Hi I’m Ben and I have Friedreich Ataxia. I’m 15 and my body is deteriorating faster than I want it to. I’m already in a wheelchair. My speech is slurring. I have cardiomyopathy and scoliosis. My body will keep deteriorating unless a cure or some kind of treatment is found soon For FA. This condition will effect my whole body if it continues to degenerate. My muscles. My eyes. My ears. Everything apart from my brain. I would like to drive a car. Get a job. Have a life that normal kids do. I want to finish school and to travel. Fara needs funds to help fund research for cure so if you can help us that would be fantastic. Thanks from Ben 💚 Thank you for your generosity and support -- it means a lot to me. Together we can help FARA create the world we want to see.
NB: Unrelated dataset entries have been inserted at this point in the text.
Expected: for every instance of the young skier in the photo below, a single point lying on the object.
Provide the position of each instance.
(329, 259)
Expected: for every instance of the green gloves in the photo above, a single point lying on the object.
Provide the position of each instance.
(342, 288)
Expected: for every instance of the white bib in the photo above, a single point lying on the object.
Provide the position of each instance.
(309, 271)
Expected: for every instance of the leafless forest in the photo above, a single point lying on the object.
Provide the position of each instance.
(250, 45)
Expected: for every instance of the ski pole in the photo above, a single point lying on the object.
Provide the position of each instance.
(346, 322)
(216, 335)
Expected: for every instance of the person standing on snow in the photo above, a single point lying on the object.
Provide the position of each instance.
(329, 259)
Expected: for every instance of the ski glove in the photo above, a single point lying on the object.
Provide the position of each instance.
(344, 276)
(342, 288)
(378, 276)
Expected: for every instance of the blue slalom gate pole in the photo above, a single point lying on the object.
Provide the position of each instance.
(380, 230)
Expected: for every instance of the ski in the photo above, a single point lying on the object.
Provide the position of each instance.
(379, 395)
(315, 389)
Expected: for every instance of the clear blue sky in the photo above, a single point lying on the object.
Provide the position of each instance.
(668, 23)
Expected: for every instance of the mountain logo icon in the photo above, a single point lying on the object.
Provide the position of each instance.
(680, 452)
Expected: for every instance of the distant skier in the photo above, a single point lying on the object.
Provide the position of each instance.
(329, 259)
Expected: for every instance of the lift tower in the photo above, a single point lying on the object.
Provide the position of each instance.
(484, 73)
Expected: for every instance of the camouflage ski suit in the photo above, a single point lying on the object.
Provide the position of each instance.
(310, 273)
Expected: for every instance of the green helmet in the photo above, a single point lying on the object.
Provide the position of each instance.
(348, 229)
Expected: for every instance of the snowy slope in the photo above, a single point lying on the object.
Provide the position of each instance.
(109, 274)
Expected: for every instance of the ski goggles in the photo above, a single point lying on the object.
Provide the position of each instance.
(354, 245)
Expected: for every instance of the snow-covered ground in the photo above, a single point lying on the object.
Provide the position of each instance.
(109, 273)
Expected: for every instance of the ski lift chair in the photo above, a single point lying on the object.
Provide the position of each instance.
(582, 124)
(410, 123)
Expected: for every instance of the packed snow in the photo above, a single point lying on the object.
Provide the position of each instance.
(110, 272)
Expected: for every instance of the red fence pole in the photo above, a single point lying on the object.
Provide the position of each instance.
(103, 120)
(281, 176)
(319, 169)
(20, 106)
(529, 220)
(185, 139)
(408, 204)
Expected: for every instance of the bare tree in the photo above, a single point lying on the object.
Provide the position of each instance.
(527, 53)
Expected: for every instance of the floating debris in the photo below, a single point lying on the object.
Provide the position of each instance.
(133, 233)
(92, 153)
Imagine being a kid or a teenager and being told you have a degenerative muscle disease which will lead to a loss of muscle co-ordination, fatigue, vision impairment, hearing loss, slurred speech and then a serious heart condition - this is Friedreich Ataxia. 1 in every 30,000 affected. 1 in 90 are carriers. 

The Friedreich Ataxia Research Association (fara) is a not for profit organisation that supports research into treatments and a cure for Friedreich Ataxia. fara does not receive State or Commonwealth Government support and relies largely on the family and friends of Friedreich Ataxia patients and generous businesses within Australia and New Zealand to fund its research programs.  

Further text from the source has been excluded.